For his part, Colm helped his father when able. The hope was that someday soon Colm would apprentice with his father, and then would be able to take over the family cobbling business when Rove Candorly was no longer able. Colm was certainly nimble fingered enough for the cobbler’s trade, lithe and lanky like his sisters, adept at picking up and tinkering with small objects. Colm was obviously cut out for finer work than farming or blacksmithing; his frame and mind-set called for something requiring concentration and dexterity. The problem was, he had absolutely no interest in shoes. He would stand at his father’s workbench thinking only of the nasty, noxious, boil-crusted feet that the shoes were pried off from, and his stomach would churn. Colm’s father had lost his sense of smell long ago.

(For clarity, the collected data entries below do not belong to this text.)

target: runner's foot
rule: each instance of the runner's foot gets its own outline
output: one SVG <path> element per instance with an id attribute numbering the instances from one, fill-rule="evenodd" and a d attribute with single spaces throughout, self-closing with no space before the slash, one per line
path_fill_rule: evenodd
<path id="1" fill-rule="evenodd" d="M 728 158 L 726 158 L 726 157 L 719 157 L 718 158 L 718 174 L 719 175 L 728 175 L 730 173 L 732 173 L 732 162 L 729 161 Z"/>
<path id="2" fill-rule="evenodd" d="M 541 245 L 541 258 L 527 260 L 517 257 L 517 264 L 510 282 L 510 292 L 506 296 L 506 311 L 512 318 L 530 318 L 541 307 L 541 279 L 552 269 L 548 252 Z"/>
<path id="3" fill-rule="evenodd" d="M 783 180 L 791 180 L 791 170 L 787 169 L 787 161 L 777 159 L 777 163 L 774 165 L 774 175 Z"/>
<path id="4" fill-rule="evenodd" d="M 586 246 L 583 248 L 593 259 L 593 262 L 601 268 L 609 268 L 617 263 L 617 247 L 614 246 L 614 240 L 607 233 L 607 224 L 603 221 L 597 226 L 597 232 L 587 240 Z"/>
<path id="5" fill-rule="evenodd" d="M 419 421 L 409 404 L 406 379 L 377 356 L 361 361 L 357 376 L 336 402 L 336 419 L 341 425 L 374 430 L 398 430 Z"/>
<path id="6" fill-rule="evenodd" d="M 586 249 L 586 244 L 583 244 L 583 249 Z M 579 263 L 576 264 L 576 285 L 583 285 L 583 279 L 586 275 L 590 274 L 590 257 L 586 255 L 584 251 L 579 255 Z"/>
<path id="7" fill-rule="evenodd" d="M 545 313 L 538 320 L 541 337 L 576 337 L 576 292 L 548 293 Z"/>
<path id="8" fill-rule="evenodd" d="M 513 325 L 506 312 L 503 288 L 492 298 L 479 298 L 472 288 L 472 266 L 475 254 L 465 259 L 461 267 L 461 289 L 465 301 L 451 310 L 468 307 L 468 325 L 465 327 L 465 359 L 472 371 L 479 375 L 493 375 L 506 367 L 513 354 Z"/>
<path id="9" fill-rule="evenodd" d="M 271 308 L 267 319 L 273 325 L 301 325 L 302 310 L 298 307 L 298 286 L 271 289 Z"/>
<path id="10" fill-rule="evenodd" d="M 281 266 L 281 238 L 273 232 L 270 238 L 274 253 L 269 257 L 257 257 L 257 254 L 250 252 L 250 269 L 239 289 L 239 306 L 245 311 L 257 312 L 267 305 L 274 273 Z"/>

Yet Colm knew he shouldn’t complain. His parents were doing their best. There were many nights when he would sit and listen to them pooling the family’s earnings, counting coin by coin. Often necessities turned into luxuries. Some nights Celia would sneak into his room and the two of them would eavesdrop, cheeks pressed to the wood door, eyes on each other, listening to the clink of copper on copper, followed by his father’s gruff resignation.
“I think we might have to do without sugar this week,” Rove Candorly said one night after they’d sent Colm and the girls to bed and Celia had tiptoed down the hall into Colm’s closeted space.
“Cally will be disappointed,” Mina Candorly replied. “I suppose we can send the girls to gather honey, though you know how Celia feels about bees.”